Treasury Group has paid less than $1 million for the acquisition of Souls Funds Management from Washington H Soul Pattinson.

"What we sort of alluded to in the annual general meeting (AGM) is that they have cash well north of $1 million on the balance sheet and we are buying it at a discount to that," Treasury Group managing director Mark Burgess told InvestorDaily.

"We will have some costs because obviously the teams will change, but from our point of view it was a very attractive deal," Burgess said.

But the acquisition price was not the reason behind the takeover, he said.

 
 

"The most attractive part is getting access to a team which is of such high quality," Burgess said.

Treasury will allocate significant staff equity to the firm's key people: chief investment officer Frank Villante, senior analyst Andreas Stephens and analyst Scott Armstrong.

Treasury usually retains 40 per cent in the boutiques it acquires, Burgess said.

Although the company is looking to implement a similar model with Souls, the final interest held by Treasury might be lower than that, Burgess said.

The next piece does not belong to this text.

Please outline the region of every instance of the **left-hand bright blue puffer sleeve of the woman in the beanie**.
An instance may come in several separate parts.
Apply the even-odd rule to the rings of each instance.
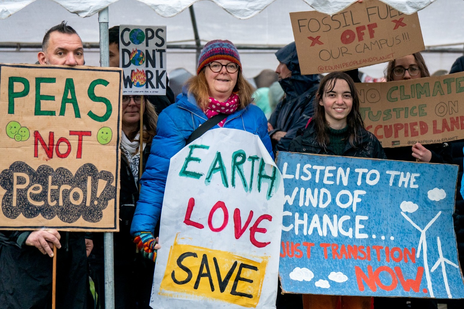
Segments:
[[[169,161],[185,146],[185,138],[175,122],[165,112],[158,118],[157,135],[153,139],[140,198],[135,208],[130,233],[154,232],[160,219]]]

"We have not yet concluded on it so it might not be the actual numbers," he said.

Souls currently has about $300 million in funds under management and Treasury expects to triple this figure over time.

"We are going to use our distribution skills to bolster it further," Burgess said.

Including Souls, Treasury has made three boutique acquisitions in the last two months. In September it announced the acquisition of AR Capital Management and Aubrey Capital Management.

During the AGM, Treasury said it would continue to add boutiques and flagged fixed income as an area where it was lacking exposure.

But Burgess said expansion in this area was problematic for a number of reasons.

"For example, in government fixed income the efficiencies of scale are quite difficult to achieve, but in other areas fixed income is quite attractive," he said.

"I guess we have spoken to lots of people and lots of people have come to us. There is nothing imminent," he said.